As many of you already know, Orphan Black is a TV show broadcast on BBC America that is currently in its second season. To put it very simply, it revolves around a group of women who find out that they are clones and the many difficulties that this realization presents. Here are five elements of the show that not only demonstrate its importance, but also show that it is amazingly good television in its own right. I will do my best to make this piece spoiler-free.
She is the unquestioned star of the series, playing all of the clones. Her talent is such that each character is so distinct that it is often difficult to remember that they are all played by the same woman. She gives each character an amazing level of depth, individuality, and humanity. Even when the characters make similar gestures, she manages to create subtle variations from character to character flawlessly. Tatiana Maslany is amazingly talented — she even manages to have different chemistry with the other actors, who are all incredible, depending on which role she is playing. Not only that, but the clones often impersonate each other, which again, she performs flawlessly and hilariously. This brings me to point number two:
The clones all interact with each other; they hug, fight, and high-five. Numerous clones are often seen in the same room together. The editing by Brett Sullivan, Gillian Truster, Stephen Lawrence, and Jay Prychidny, and the cinematography by Aaron Morton is paired beautifully with the amazing performances by Maslany, creating a seamless and totally transformative piece. The talent involved makes you forget it’s a television show on BBC America — it is filmed and edited better than a number of films out there.

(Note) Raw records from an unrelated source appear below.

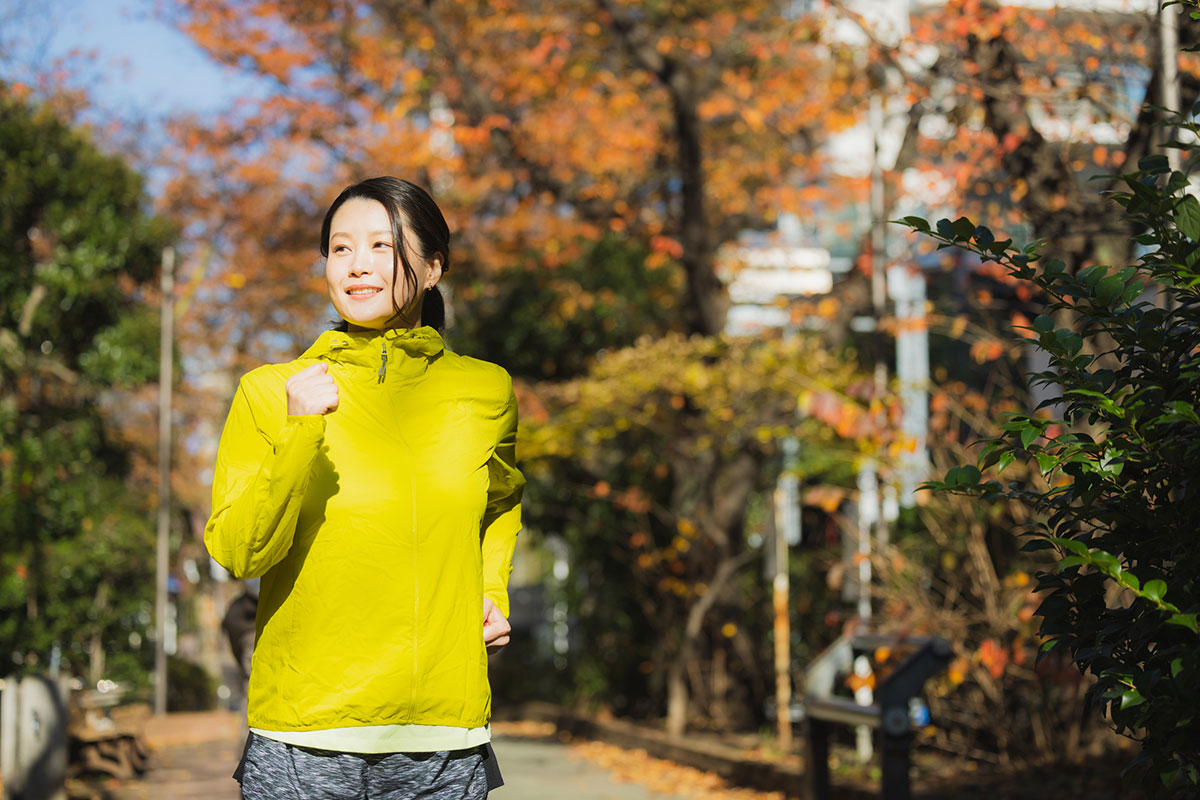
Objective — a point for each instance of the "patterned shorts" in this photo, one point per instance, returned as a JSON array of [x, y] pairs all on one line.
[[274, 770]]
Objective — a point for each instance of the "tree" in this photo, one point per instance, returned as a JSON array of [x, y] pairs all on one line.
[[649, 465], [76, 338], [1121, 465]]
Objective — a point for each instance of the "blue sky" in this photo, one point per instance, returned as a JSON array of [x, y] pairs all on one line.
[[143, 66]]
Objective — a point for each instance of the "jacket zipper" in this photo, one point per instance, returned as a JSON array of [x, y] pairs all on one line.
[[415, 534]]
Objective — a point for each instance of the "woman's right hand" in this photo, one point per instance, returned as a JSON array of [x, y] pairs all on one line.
[[312, 391]]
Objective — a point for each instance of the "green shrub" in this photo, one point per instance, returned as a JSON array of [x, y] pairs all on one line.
[[1122, 465]]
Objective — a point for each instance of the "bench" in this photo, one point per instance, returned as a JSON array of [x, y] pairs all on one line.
[[888, 715]]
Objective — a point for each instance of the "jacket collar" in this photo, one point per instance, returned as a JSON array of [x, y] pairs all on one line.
[[365, 347]]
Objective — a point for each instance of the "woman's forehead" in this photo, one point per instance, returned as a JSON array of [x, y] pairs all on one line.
[[359, 215]]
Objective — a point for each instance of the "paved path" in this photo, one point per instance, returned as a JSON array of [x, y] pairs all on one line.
[[195, 756], [537, 769]]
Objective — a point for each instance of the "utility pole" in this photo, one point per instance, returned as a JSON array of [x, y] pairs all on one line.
[[166, 370], [1169, 82], [879, 258], [787, 531]]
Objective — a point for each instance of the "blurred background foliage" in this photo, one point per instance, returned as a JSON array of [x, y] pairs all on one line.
[[78, 334]]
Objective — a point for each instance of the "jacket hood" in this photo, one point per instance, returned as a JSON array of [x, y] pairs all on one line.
[[364, 347]]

This show subverts traditional gender roles in television; use of female characters makes it exceptional. Graeme Manson and John Fawcett have created a world where the central roles are unquestionably the women, and do it with such ease that it’s impossible to question. It doesn’t even matter that most of the women are played by the same actress, especially since she so completely envelops each character with their own distinct traits, and because they occupy all the important roles in the show. The clones are protagonists and antagonists, the supporting roles, and the entire driving force. This is not said to diminish the quality of the other actors’ abilities. Every person involved in the show is supremely talented. Orphan Black is incredible because it normalizes the extraordinary.
Skillfully managing complicated topics
Discussions of humanity are often masked in science fiction, and Orphan Black is no exception. The discussions of homosexuality, transgender people, the effects of wealth and family on a person’s development, as well as identity in what it means to be human — all difficult subjects — are executed with grace and poise. There is definitely a contrast between old science fiction tropes and new subject matter, making it more applicable to the modern context of our world that could never have been dreamt of in the science fiction of old. Nothing is black and white in the real world, and Orphan Black effortlessly represents a world that is easy to believe could be our own fully dimensional universe within the story.
The show is funded in part by and broadcasted on BBC America, and thus has a universal appeal, since the BBC is so vastly intercontinental. The subject matter is relevant to target audiences across the globe, especially as its subject matter relates heavily to “The German” or “The Russian” as distinctions between the clones early on in the series. It has created a very passionate fan following on social media. Both the showrunners and the actors are aware of this and, grateful for the attention, all interact with the fans via Twitter and Tumblr, primarily. This further humanizes the show, making it more approachable. The actors often live tweet the episodes as they air, and they always do their best to acknowledge everyone who tweets them. The Clone Club is a positive fan community where people from all different demographics are able to feel representation.
Orphan Black is a truly inspirational television program. I strongly encourage anyone and everyone to watch it, because more likely than not, you will find yourself represented in some way within the program, and that is hugely important to the growth of the medium.